= Marli =

Finnish fruit juice brand

Eckes-Granini Finland Oy Ab (until 2009 Oy Marli Ab) is a Finnish food company owned by the German Eckes-Granini Group GmbH. The company’s turnover is about 58 million euros, and it has about 130 employees, over 150 during summertime. The company’s head office and factory are located in Turku. The company manufactures and sells more than 150 products. Its best-known brands are Juissi, Marli, Mehukatti, Trip, and Tropic.

== History ==
Marli’s history begins with the wine and liqueur factory founded in Turku in 1867 by Anders Nordfors. The production of wines and liqueurs was suspended during Prohibition, which came into force in 1919, whereupon the factory began producing juices and other non-alcoholic beverages. In 1954, Huhtamäki-Yhtymä Oy bought Nordfors's factory and merged it with the Marli Berry Wine and Liqueur Factory (formerly O/Y Marvi A/B), which it had previously acquired.

In 1992, Huhtamäki sold Marli to Oy Rettig Ab and, in exchange, received from Rettig the Merijal and Seres confectionery factories it owned. Rettig had bought these factories in the 1970s.

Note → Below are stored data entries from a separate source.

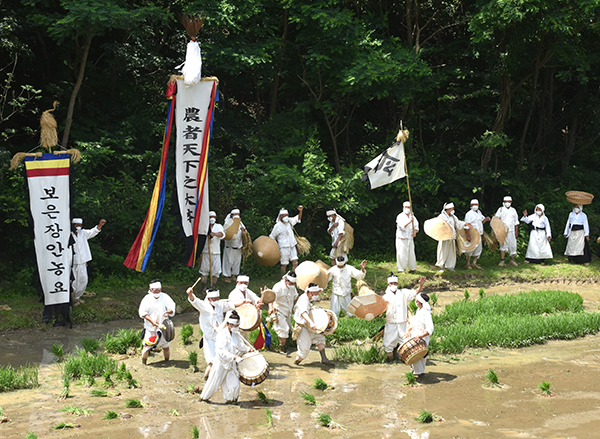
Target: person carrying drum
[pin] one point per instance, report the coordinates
(211, 315)
(281, 310)
(230, 346)
(421, 327)
(397, 314)
(303, 331)
(154, 309)
(341, 276)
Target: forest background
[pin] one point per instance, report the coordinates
(500, 97)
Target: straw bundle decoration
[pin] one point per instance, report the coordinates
(192, 24)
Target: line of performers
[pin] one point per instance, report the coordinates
(225, 345)
(576, 231)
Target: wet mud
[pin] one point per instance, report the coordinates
(366, 401)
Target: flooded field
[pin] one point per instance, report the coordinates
(367, 401)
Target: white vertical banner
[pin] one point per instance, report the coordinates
(48, 181)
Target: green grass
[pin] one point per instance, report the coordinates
(25, 377)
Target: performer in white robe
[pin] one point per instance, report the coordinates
(538, 249)
(341, 276)
(509, 216)
(154, 308)
(304, 331)
(336, 228)
(421, 327)
(577, 231)
(396, 314)
(446, 252)
(281, 310)
(407, 227)
(229, 350)
(477, 220)
(81, 256)
(215, 235)
(283, 233)
(232, 251)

In 1999, the Lappeenranta-based Chymos Juomat Oy was merged with Marli. The following year, Marli was split into two companies: Oy Marli Ab, which produced juices, and a company engaged in alcohol-related business.

Rettig sold Marli to Eckes-Granini in 2001 and sold the alcohol business to the Swedish V&S Vin & Sprit AB definitively in 2002. In Finland, the latter operations are continued by Pernod Ricard Finland Oy.